Strawberries produce large crops in small spaces. They really do thrive grown in heavy straw mulches, manure and spoiled hay being classic top dressing for strawberry beds. They grow best in six hours of direct sunlight. Strawberries are sturdy, tough plants adaptable to vertical, container and hanging gardens. Select the largest strawberry pot possible. They are good investments and last for years. Larger pots hold water better, fill with potting soil and keep moist. Fish emulsion will deliver water soluble nutrients for not only luscious berries but also keep long lasting foliage healthy and green.
Strawberry plants are prolific. A mature strawberry “mother” plant sends foot long runners outwards, forming roots and “daughters” wherever the runner touches soil. The runners and new plants are readily apparent during the heavy June harvest. Often, strawberries are more a matter of thinning than planting. Best practice is to encourage the latest generation with straw or other mulch, snip off the runner and pull up the former generation. Do not be discouraged, strawberries require minimal effort. It is inevitable older plants are overlooked and produce a second if lesser yield. Compost and mulch are manna for strawberries.

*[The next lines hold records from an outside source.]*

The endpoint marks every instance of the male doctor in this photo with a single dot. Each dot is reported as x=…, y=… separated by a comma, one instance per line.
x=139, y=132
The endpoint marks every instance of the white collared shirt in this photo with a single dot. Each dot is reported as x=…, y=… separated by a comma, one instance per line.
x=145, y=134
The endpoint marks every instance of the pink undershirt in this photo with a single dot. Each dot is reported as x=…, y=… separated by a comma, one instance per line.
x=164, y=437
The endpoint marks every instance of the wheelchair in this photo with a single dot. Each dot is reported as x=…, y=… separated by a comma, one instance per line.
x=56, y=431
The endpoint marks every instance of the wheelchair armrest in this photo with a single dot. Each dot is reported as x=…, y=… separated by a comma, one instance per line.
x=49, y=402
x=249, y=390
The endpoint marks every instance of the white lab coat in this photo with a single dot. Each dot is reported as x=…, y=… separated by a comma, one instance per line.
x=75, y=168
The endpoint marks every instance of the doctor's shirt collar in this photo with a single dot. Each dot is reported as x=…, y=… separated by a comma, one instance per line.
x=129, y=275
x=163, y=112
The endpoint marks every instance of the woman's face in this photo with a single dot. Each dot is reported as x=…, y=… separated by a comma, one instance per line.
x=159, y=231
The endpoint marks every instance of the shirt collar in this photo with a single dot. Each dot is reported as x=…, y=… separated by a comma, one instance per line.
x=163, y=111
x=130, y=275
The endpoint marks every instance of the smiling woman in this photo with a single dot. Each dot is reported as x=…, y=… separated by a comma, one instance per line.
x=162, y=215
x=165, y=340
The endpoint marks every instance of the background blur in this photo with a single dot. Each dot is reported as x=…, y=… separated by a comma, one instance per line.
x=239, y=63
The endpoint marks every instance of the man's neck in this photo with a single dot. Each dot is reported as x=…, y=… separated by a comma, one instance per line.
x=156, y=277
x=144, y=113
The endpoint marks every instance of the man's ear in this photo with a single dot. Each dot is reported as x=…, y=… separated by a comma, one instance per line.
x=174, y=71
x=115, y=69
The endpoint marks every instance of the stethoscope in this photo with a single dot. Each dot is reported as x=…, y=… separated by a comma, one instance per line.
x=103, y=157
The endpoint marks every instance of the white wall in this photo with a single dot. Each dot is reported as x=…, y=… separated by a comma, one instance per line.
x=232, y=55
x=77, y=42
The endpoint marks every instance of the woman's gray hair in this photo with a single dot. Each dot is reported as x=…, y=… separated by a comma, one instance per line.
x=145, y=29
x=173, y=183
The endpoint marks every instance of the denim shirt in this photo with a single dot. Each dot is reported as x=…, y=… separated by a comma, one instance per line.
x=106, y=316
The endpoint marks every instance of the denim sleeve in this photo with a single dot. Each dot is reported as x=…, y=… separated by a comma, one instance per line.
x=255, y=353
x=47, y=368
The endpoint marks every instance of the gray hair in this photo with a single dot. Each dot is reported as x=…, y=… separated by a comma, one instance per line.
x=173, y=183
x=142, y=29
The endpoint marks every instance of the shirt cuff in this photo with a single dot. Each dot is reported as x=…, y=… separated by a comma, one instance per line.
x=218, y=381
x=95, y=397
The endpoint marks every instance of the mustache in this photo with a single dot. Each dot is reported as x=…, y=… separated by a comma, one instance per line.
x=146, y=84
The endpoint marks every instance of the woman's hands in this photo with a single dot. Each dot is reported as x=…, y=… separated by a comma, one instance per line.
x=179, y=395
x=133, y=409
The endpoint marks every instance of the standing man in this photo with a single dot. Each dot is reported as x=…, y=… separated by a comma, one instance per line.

There are so called “ever bearing” strawberries that offer a larger June harvest and a second, less reliable September yield. All types recall their ancestral habits and naturalize. Take advantage of the strawberry’s roaming ways. Guide runners along borders, under dwarf fruit trees, let them shade out Lady’s Bedstraw among thorny rose bushes. New strawberry plants are easily transplanted and are a staple exchange between gardeners.
Mail order strawberry plants arrive in tight bundles. Moisten and keep shaded until in the ground. Introduce new types and enjoy comparing varieties for the strawberry that suits you best.
Strawberries are good neighbors for other plants and often, such as between stones, thrive where few can. Lunaria or “Money Plant” does very well among strawberries. Like strawberries, Lunaria colonizes. A biennial, lunaria’s first year resembles strawberries in height and span. The second spring, lunaria sends up welcome mauve flower stalks. Each fertile bloom matures into silver dollar size seed pods. Harvest the seed pods and bring indoors for dried arrangements. Left to their own, the seed pods are windblown serendipity. Carefully observe the inconspicuous first year’s growth to avoid weeding out. Annual poppies are much the same, many self-sown poppies among strawberries are more viable than those shaken from seed pots moved away or brought indoors for display.
Innocence once lost cannot be reclaimed. For magical moments, the strawberry clasps on forever. Each strawberry narrates the important moments between us. Nothing rivals tell- tale red lips on a child’s face, always looking up and forward to longer futures. Nobody can make jam like Nana and long gone, remove Dad’s old basket from the rafters. When served with jonny cakes, water not milk, around the kitchen table, strawberries reign supreme in nutrition. This is how urban gardeners grow happy hearts, our own and share with those we love. Don’t wait, plant strawberries. They are uncommonly good.